社内恋愛のススメ
私と上条さんがしたこと。
それがいけないことであるのは、自分でも分かってる。
分かっているからこそ、こんなに悩んだ。
こんなに苦しんだ。
それが、自分の意思とは関係なく、強要された行為だったとしても。
(誰?)
誰なの?
あの時間のことを知っているのは、私と上条さんだけ。
当事者である、私達だけのはず。
あんなこと、誰にも話せない。
自慢話にもならない。
上条さんは、口が軽い男じゃない。
簡単に、自分が犯した行為を口にする人なんかじゃない。
私だって、そう。
あの日から、まともに誰かと話す機会さえなかった。
唯一、話したのは部長くらいなもの。
それなのに、一体、誰がこんなことをするのだろう。
知られていないはずのことを、誰がどうやって知ったのだろうか。
(私か、上条さんに………危害を与えようとしている人がどこかにいる。

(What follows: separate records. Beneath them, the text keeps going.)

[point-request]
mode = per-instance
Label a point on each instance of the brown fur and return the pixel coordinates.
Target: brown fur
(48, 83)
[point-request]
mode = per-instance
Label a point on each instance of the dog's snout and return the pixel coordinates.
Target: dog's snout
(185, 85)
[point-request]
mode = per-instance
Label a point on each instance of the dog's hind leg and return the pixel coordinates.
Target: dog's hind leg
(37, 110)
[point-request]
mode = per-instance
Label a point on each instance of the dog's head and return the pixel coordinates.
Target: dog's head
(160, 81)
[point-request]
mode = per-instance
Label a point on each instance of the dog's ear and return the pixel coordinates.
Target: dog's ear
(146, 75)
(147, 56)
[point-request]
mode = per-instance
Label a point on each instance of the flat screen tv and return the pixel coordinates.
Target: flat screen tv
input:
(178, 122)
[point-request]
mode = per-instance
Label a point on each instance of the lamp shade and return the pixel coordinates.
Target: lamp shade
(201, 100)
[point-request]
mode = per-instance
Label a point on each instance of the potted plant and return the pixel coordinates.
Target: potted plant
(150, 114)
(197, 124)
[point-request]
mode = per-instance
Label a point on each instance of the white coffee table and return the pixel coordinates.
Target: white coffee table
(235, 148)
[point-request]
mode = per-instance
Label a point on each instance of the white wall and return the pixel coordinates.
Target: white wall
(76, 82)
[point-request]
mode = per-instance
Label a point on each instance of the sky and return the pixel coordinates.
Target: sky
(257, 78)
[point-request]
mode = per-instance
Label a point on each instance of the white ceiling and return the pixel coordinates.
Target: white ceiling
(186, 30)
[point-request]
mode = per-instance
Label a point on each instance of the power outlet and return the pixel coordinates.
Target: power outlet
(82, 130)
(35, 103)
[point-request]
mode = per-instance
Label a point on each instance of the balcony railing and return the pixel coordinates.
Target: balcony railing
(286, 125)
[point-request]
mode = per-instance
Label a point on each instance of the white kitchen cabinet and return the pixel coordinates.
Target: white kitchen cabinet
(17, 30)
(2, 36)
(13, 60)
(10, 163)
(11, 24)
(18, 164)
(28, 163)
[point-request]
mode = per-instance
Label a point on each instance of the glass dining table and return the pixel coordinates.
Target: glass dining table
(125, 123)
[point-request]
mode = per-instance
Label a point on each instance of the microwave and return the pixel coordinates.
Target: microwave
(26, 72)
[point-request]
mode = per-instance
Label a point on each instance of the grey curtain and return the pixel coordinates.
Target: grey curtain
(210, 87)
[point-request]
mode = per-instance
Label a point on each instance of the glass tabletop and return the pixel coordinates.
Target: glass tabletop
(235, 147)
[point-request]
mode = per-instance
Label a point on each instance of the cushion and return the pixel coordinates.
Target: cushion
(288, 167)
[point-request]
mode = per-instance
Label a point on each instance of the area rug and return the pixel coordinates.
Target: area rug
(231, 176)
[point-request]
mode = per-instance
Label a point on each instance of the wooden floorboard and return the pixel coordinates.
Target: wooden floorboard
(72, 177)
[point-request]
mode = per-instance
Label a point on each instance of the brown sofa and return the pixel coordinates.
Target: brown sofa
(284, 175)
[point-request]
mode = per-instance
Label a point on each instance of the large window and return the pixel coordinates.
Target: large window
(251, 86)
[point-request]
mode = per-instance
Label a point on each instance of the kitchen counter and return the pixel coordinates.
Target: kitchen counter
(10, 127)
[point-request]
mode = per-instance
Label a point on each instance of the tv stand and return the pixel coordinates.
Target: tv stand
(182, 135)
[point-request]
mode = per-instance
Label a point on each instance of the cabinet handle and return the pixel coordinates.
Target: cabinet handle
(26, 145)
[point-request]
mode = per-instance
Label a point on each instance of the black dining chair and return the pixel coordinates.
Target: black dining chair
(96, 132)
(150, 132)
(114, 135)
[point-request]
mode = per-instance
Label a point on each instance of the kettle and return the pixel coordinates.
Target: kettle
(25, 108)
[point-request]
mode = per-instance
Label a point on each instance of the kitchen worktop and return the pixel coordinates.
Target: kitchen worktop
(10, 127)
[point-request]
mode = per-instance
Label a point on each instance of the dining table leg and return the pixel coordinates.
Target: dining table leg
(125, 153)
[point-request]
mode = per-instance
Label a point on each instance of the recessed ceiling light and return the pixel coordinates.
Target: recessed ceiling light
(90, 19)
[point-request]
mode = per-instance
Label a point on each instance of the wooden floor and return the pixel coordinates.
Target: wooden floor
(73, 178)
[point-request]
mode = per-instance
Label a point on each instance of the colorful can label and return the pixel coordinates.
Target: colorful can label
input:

)
思い浮かんだのは、そんなこと。
誰なのかまでは、分からない。
だけど、私か上条さんのどちらかに、確実にダメージを与えようとしている人間がいるということだけは事実だ。
私と上条さん。
そのどちらかに、関わりがある人の中の誰かが。
こんなこと、何の得になるのだろう。
こんなことをして、誰が利益を得るのだろう。
回らない頭で、必死に考えてみる。
しかし、どれだけ考えてみても、その答えが分からない。
導き出せない。
会社で、上条さんと争っている人だろうか。
それとも、私の存在を気に入らないと思っている人だろうか。
そもそも、上条さんの相手が同じ企画部の私であるということにまで、ファックスを送り付けてきた人間は気付いているかも分からない。
全てが、闇の中。
全てを知るのは、ファックスの向こう側の人間のみ。